Friday, September 16, 2011

Flow Torments Me!

Without a doubt, the single most confusing and meaningless phrase I come across is “flow.” This is a word so devoid of meaning that I feel goose bumps even when I hear it in other settings (where it actually means something).

It is, of course, hard to blame the students. They have been conditioned—though I am not sure where or when—to speak in those terms. All they know is that if we tell them, “yes, it flows well,” then they have a good paper and a good chance to get a good grade. This is probably the most dangerous part of allowing “flow” into our vocabulary. It does nothing for a student to tell them that their paper “flows.” It may sound like a compliment, but it does not teach the student anything about writing. In fact, it is preventing them from learning how to even address their writing. I have tried to rid my vocabulary of “flow” in the Writing Center and to help students get rid of the Homer Simpson mentality.

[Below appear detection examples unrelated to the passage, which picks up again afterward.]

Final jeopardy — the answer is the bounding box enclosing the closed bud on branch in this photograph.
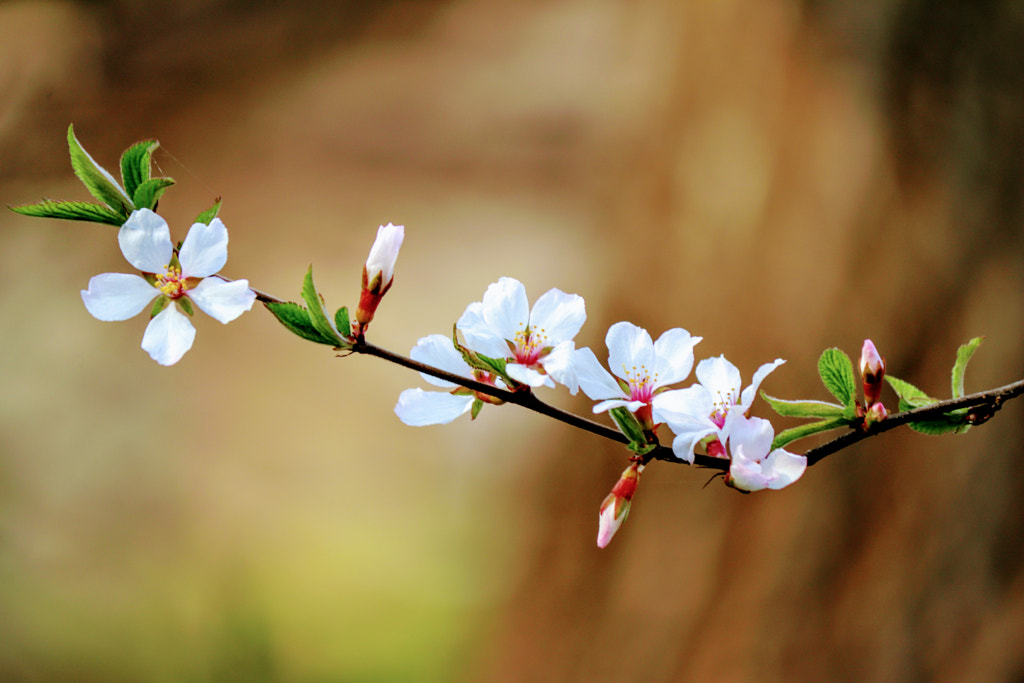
[354,223,406,336]
[597,462,643,548]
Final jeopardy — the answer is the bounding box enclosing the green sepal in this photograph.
[302,265,351,348]
[761,391,847,418]
[7,200,125,227]
[195,197,220,225]
[951,337,985,398]
[132,178,174,211]
[608,405,657,456]
[150,296,171,318]
[334,306,352,337]
[68,125,135,215]
[121,140,160,198]
[452,324,509,386]
[818,348,857,411]
[771,418,850,451]
[263,301,335,346]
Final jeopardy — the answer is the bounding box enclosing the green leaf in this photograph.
[952,337,985,398]
[264,301,335,346]
[771,418,850,451]
[68,126,135,215]
[886,375,939,413]
[121,140,160,197]
[302,266,351,347]
[7,200,125,227]
[334,306,352,337]
[818,348,857,409]
[132,178,174,210]
[761,391,846,418]
[195,197,220,225]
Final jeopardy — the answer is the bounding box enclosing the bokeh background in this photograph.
[0,0,1024,682]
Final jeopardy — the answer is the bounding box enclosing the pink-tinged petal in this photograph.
[456,301,510,358]
[541,341,581,396]
[118,209,174,272]
[365,223,406,285]
[696,355,742,403]
[142,303,196,366]
[505,362,555,388]
[654,328,702,386]
[572,346,628,400]
[188,278,256,324]
[178,218,227,278]
[739,358,785,413]
[604,322,654,379]
[529,289,587,346]
[409,335,473,389]
[394,389,473,427]
[480,278,529,342]
[82,272,160,321]
[722,411,775,461]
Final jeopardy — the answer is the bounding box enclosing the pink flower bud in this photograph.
[355,223,406,335]
[860,339,886,405]
[597,462,643,548]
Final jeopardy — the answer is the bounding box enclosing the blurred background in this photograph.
[0,0,1024,682]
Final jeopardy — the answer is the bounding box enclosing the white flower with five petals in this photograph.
[82,209,256,366]
[654,355,785,464]
[573,322,701,427]
[456,278,587,394]
[724,411,807,492]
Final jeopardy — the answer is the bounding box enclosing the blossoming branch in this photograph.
[10,127,1024,548]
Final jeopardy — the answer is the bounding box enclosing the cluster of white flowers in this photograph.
[395,278,807,492]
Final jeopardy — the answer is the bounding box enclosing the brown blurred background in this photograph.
[0,0,1024,682]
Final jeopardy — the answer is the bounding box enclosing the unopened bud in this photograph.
[860,339,886,407]
[355,223,406,335]
[597,462,643,548]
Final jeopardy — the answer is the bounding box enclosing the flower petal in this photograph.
[572,346,628,400]
[480,278,529,342]
[142,303,196,366]
[409,335,473,389]
[187,278,256,324]
[82,272,160,321]
[394,389,473,427]
[696,355,742,403]
[456,301,510,358]
[654,328,702,386]
[505,362,555,388]
[739,358,785,413]
[529,289,587,346]
[604,322,654,379]
[118,209,174,272]
[178,218,227,278]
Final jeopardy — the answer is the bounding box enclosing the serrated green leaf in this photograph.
[264,301,335,346]
[952,337,985,398]
[302,266,348,346]
[771,418,850,451]
[121,140,160,197]
[761,391,846,418]
[194,197,220,225]
[7,200,125,227]
[334,306,352,337]
[818,348,857,412]
[132,178,174,210]
[68,126,135,215]
[886,375,939,413]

Here is what I mean: Homer Simpsons once said, How is education supposed to make me feel smarter? Besides, every time I learn something new, it pushes some old stuff out of my brain - remember when I took that home winemaking course, and I forgot how to drive? Students often fall into complacency. That is, they feel that because they have learned (somewhere) that a paper must “flow,” they can avoid learning more concrete ways of talking about and addressing their writing mistakes.

When students have asked me whether their paper flows, I have tried to respectfully and kindly move away from that kind of vocabulary. I will often tell them that “flow” is a pretty meaningless and vague concept, and that I would rather help them concentrate on more concrete concepts that will make them better writers. So I try to prod them for specifics. I will ask, for example, whether they are concerned about cohesion, or whether their topic sentences help their ideas transition clearly. That is often what they mean, and knowing how to talk about writing makes them better writers.

I have found OWLs especially lend themselves to questions about “flow” because students have to write even their questions about writing. They cannot talk things out until they find the right words like our face to face students can. I have paid special attention to these OWLs and tried really hard to insert more specific words and phrases into my response to their questions about “flow.” I really hope this is helping, and I hope to see more and most students who come in asking about transitions, theses, conclusions, and clarity rather than “flow.”